A CANÇÃO DE HARROW
Adriano Moreira - Professor Universitário
No intervalo das duas guerras mundiais, quando a conjuntura mundial estava enquadrada pela Conferência da Paz de Paris e pelo Tratado de Versalhes, Churchill dedicou-se a elaborar algumas biografias que reuniu em volume de grande circulação, e o seu motivo principal, que expressamente anuncia, foi este: cada geração há-de sempre cantar convicta a Canção de Harrow - "No passado, que gigantes admiráveis".
Esta invocação não foi necessariamente inspirada por desconforto causado pela mediocridade da época, que lhe terá despertado a meditação histórica, mas não é de excluir que agora seja essa a circunstância desta entrada no novo milénio, a qual leva a recordar o sentimento que lhe despertou o interesse "sobre grandes homens" da gesta imperial.
Entre os seleccionados para a galeria dos modelos inspiradores do exemplo e da grandeza, encontra-se o famoso Lawrence da Arábia, que não foi um simples soldado cedo retirado do quadro dos oficiais para voltar, como que anónimo e com diferente nome, sem graduação, às fileiras.
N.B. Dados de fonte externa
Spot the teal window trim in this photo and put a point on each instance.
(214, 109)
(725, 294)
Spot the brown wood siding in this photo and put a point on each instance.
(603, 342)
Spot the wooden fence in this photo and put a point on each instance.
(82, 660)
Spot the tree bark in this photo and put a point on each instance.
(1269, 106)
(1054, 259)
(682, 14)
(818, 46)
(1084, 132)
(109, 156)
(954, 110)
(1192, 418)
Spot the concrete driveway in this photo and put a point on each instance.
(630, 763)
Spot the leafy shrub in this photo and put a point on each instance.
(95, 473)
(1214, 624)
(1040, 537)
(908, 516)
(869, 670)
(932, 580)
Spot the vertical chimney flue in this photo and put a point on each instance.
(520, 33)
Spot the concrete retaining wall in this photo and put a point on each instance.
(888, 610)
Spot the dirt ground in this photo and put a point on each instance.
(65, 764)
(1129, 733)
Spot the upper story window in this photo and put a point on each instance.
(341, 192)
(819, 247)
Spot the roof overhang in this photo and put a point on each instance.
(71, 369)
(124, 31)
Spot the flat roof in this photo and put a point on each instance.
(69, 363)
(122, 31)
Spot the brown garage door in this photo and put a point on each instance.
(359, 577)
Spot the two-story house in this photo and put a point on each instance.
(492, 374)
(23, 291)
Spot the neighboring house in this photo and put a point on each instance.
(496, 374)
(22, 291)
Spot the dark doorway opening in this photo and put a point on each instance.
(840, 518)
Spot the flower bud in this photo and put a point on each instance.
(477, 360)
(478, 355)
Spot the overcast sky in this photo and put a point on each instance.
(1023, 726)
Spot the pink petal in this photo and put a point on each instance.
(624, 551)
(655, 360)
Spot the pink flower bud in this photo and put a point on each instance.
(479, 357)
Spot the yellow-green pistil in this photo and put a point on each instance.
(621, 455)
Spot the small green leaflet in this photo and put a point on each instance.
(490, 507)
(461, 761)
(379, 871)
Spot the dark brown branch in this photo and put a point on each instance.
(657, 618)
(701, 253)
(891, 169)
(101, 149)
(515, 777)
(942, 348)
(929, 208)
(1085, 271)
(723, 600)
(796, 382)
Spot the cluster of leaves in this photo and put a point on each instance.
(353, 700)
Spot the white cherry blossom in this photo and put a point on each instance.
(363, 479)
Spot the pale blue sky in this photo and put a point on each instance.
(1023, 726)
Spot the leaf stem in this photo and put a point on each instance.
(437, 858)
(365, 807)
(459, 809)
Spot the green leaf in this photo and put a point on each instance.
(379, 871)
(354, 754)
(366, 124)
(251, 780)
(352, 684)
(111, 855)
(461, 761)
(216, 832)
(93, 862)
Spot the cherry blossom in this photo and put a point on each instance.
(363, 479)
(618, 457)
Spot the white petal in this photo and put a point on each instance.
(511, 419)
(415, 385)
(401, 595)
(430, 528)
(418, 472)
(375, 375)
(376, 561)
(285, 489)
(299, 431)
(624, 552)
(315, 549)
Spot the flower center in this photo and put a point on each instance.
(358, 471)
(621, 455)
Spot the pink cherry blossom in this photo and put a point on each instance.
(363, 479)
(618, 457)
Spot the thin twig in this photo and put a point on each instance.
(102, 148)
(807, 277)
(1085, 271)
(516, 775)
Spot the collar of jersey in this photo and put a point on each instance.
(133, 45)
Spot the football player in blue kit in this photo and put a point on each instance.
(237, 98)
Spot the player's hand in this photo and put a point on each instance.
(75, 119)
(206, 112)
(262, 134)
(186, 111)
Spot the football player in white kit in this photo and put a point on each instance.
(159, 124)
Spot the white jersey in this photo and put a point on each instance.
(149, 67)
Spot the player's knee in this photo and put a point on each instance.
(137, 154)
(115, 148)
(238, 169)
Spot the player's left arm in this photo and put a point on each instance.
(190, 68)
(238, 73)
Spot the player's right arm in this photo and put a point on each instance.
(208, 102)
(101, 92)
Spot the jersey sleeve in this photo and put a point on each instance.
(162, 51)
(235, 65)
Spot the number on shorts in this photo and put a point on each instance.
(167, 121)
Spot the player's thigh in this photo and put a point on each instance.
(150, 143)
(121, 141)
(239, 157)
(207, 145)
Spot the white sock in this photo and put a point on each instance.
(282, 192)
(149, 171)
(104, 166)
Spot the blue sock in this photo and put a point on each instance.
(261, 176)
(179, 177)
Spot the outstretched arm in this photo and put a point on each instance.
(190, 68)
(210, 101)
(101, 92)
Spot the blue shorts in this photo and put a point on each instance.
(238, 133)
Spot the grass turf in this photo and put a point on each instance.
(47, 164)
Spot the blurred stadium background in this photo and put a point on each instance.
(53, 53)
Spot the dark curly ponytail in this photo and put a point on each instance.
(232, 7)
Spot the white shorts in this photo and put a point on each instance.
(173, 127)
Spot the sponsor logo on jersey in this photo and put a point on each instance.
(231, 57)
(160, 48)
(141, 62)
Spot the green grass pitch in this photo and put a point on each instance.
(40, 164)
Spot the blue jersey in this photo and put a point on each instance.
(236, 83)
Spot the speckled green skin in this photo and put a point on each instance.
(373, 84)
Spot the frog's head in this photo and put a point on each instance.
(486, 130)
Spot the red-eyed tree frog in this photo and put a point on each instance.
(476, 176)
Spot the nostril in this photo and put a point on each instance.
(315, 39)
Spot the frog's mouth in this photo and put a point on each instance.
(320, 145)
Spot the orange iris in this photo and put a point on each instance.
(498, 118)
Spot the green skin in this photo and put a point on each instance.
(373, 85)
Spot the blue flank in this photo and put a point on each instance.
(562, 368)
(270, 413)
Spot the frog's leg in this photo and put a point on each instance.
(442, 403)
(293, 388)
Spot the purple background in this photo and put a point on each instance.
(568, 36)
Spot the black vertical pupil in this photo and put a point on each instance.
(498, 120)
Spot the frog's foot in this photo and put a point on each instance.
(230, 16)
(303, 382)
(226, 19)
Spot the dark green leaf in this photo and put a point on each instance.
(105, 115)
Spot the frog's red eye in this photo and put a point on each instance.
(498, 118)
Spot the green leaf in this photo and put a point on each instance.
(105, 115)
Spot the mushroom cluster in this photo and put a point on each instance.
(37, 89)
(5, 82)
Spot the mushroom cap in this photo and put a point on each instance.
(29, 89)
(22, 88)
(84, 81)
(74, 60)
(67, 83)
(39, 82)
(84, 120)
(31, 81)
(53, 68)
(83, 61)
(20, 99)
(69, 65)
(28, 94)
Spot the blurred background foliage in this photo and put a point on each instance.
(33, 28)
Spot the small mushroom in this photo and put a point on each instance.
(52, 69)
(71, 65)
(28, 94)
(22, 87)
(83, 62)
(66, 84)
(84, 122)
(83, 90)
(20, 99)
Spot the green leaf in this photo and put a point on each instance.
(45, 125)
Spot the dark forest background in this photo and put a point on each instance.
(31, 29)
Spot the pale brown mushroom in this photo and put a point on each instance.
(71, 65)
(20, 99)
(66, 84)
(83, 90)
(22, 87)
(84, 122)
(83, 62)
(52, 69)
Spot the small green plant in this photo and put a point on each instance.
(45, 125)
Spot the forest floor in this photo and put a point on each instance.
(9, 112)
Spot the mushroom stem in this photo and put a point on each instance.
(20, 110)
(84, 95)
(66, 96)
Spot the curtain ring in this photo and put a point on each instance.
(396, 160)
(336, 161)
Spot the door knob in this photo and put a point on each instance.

A sua curta vida (1888-1935) foi, entre várias actividades e a partir da educação em Oxford, dedicada à história militar e à arqueologia, aprender árabe, a traduzir a Odisseia.
Mas aquilo que o notabilizou foi, como oficial do exército britânico, a acção de apoio ao nacionalismo dos árabes que assumiram a luta contra o Império Turco durante a primeira guerra mundial. De tal modo se afeiçoou e identificou com os povos que lutaram pelo fim da submissão aos otomanos que, mesmo na Europa, impressionou Churchill ao encontrá-lo em Paris depois da paz, assumindo a imagem dos árabes: "usava sua roupa árabe, e toda a magnificência do seu semblante se destacava.
A graciosidade dos seus modos; a precisão de suas opiniões; o alcance e qualidade da sua conversação: tudo parecia realçado a um grau notável pelo traje magnífico e pela cobertura elegante na cabeça." E todavia este homem, que ganhara a confiança dos árabes, que animara a sua revolta, que imaginou e dirigiu as operações militares que ajudaram a liquidar o império que os submetia, não resistiu ao desgosto causado pela quebra das promessas que o seu governo avalizara em relação ao futuro estatuto de povos libertados que lhes anunciara.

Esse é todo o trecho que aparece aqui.